Yes, it is exactly the same. When deriving things in this video, I glossed over some of the formality in deriving it because I wanted to keep it simple, but then in the Timoshenko video, I wanted to lay it all out since I expect viewers of that video to be a little more familiar with the material. The only difference between the 2 theories is in the strain energies, since the strain energy for the Timoshenko beam includes shear and the EB beam does not. This is consistent with the EB assumption that cross-sections that are normal to the elastic axis before deformation remain normal to the elastic axis after deformation.

@@Freeball99 thank you for your reply. I found your video that actually did it (deriving Bernoulli equation of motion from Hamilton), so actually it already answered my original question. Thanks again anyway for explaining it again. Your videos are really awesome.
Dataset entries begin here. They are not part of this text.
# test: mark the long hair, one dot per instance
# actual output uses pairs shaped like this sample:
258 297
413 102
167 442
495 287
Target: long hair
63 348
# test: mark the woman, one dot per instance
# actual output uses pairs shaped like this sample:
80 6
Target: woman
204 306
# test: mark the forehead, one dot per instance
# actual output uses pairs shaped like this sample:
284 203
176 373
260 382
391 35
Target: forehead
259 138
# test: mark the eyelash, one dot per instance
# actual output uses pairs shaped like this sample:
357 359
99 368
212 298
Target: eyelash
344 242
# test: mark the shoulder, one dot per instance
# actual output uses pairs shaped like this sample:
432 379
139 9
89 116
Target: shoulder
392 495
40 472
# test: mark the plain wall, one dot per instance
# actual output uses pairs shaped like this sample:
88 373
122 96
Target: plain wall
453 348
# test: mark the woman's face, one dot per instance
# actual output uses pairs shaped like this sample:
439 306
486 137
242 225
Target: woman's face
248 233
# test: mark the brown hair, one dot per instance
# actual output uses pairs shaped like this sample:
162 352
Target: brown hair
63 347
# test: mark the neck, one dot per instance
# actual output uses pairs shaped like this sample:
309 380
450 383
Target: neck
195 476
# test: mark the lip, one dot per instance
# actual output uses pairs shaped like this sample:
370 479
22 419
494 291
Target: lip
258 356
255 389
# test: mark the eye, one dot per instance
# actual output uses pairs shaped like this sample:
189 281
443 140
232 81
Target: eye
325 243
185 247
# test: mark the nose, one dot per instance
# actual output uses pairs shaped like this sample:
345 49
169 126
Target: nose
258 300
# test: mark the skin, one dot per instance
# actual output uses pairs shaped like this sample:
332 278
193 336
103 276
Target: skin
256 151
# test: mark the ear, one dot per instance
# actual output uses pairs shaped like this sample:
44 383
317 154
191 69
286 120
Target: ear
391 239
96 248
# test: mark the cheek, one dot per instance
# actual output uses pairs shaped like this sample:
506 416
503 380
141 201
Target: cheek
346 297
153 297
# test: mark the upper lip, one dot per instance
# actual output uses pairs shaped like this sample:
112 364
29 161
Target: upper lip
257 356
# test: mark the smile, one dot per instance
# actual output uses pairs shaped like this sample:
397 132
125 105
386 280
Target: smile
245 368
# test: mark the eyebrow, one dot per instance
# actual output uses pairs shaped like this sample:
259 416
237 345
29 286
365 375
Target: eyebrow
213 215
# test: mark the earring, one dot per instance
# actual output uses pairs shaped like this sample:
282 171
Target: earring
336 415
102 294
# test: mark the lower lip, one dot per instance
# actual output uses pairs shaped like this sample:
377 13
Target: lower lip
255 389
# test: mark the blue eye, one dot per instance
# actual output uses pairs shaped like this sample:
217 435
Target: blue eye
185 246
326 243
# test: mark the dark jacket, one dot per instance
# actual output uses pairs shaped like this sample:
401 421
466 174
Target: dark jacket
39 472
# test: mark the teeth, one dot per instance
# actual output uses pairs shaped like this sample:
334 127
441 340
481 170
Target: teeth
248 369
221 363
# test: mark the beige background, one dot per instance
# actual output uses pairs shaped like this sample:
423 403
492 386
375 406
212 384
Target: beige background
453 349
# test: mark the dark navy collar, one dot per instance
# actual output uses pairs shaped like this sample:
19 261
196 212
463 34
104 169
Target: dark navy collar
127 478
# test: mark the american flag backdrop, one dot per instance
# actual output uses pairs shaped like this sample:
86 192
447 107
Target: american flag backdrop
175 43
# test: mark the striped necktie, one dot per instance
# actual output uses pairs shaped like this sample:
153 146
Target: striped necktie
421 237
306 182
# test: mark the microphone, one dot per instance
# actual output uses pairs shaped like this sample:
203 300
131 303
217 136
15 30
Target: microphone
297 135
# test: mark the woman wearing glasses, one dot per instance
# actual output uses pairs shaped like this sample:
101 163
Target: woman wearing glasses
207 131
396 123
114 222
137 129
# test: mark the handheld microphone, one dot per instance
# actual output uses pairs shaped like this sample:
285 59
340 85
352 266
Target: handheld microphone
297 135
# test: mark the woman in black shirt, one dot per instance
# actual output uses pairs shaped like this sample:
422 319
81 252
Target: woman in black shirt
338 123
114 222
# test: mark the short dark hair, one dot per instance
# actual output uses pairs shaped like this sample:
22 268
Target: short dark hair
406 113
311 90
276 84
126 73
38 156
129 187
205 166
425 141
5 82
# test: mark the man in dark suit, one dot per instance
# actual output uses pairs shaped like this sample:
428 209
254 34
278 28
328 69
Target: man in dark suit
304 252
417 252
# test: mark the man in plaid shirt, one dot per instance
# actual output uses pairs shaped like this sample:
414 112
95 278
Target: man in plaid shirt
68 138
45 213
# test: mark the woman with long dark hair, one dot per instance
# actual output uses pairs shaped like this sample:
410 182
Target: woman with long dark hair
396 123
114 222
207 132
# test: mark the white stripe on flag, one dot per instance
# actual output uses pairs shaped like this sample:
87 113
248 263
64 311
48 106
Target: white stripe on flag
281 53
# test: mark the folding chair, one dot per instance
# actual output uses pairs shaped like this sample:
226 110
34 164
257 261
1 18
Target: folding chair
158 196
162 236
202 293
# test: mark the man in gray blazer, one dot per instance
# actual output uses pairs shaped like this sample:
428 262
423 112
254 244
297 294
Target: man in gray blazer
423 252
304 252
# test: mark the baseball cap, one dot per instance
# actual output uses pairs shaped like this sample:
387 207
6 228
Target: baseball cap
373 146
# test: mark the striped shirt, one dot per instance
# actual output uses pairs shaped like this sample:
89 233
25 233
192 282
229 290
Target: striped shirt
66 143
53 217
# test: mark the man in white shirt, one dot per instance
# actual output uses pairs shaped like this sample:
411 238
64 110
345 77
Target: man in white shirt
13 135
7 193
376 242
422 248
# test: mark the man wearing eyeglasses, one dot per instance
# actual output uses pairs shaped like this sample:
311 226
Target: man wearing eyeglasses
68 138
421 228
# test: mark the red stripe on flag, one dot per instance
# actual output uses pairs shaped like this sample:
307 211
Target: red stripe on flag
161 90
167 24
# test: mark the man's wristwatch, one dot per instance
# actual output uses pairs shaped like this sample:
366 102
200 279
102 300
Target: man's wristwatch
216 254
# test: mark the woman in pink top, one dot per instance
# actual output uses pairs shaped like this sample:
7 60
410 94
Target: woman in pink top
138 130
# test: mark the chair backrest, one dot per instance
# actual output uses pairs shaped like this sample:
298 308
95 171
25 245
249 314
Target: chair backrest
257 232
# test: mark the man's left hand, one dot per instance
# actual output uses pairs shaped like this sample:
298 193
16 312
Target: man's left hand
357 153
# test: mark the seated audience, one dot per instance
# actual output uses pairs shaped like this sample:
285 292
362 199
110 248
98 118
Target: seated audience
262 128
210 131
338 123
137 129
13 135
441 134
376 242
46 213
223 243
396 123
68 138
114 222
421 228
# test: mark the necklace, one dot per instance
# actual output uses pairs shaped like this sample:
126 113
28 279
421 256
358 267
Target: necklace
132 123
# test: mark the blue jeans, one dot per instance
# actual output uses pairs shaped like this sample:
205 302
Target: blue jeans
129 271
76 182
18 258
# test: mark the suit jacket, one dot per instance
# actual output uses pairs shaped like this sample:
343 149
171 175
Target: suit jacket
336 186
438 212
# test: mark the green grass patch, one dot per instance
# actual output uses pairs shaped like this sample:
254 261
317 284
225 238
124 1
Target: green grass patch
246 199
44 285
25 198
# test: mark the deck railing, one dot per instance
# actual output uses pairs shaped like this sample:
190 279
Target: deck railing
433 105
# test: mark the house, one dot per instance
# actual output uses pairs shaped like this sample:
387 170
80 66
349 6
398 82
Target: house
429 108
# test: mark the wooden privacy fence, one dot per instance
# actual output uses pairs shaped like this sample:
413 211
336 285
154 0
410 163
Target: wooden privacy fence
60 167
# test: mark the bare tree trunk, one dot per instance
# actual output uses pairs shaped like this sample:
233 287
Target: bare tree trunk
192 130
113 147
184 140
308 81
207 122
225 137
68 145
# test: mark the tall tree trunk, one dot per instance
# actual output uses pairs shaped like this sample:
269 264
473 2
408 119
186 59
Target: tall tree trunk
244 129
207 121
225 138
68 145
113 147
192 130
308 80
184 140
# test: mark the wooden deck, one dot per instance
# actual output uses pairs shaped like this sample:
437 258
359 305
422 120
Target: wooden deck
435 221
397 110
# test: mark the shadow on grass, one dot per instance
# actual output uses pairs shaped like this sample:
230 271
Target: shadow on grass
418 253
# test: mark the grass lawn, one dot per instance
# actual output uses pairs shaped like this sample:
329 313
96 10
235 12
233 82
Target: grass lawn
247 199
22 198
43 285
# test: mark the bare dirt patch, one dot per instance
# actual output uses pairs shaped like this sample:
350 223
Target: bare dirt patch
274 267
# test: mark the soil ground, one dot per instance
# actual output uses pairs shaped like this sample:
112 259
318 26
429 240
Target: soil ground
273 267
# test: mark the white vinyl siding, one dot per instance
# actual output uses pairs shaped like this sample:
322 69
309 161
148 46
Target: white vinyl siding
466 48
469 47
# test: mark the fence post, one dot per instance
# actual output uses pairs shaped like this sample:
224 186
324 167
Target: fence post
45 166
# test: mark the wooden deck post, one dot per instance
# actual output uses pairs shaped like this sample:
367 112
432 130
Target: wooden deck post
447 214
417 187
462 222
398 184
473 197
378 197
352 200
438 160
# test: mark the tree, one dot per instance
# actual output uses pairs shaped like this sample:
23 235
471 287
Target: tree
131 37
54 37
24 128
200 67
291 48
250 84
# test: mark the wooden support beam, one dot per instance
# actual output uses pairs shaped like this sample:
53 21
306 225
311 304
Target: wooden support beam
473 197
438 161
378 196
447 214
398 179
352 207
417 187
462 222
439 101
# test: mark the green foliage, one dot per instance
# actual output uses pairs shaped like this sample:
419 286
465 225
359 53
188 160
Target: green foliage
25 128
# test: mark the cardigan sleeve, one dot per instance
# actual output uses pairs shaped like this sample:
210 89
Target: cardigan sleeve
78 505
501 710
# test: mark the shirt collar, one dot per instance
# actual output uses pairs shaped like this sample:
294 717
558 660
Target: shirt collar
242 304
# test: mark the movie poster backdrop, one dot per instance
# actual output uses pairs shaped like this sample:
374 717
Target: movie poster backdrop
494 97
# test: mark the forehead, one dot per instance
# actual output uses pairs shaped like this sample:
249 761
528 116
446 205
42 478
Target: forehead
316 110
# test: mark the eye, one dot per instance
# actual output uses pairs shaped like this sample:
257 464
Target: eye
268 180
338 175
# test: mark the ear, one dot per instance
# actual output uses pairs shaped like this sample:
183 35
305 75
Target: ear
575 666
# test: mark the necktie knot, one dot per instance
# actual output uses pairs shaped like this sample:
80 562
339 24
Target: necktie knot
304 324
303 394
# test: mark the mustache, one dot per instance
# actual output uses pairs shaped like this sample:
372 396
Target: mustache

I skipped a step here. Since L = T - V, if I substitute this into Lagrange's Equation, then it reduces to the form I have in the video. It reduces to this because in this problem, the kinetic energy, T, is a function of q_dot only and does not explicitly depend on q.

1. It's not the derivative ∂y‘, but rather the variation 𝛿y' that we are integrating. The formula for integration by parts is: int u dv = uv - int v du. So, in our problem, dv = 𝛿y' therefore integrating gives us v = 𝛿y. Then we plug this into the formula. 2. This is how we integrate by parts. Just plugging into the formula above. Perhaps try to review this technique. 3. The reason we say that the entire expression must be equal to zero is as follows... - If the value of the integral, I, is to be a maximum or minimum, then the integral must not change its sign for all possible variations of 𝛿y. - However 𝛿y is arbitrary (ie can be positive or negative), therefore the part that multiplies 𝛿y equal to 0. - We conclude from this that 𝛿I = 0 is the necessary condition to find an extremal. Hope this makes sense.

Short Answer: you can now ask Chat GPT for the best substitution to use. Longer Answer: the form of the denominator sqrt(c - y) gives us the clue that a trig substitution is the way to go. From there, you can find a table of useful trig substitutions and look for one with the same form as the integral that we have - ie. sqrt(x) / sqrt(a - x). Old School Alternative: Use a table of integrals to integrate this.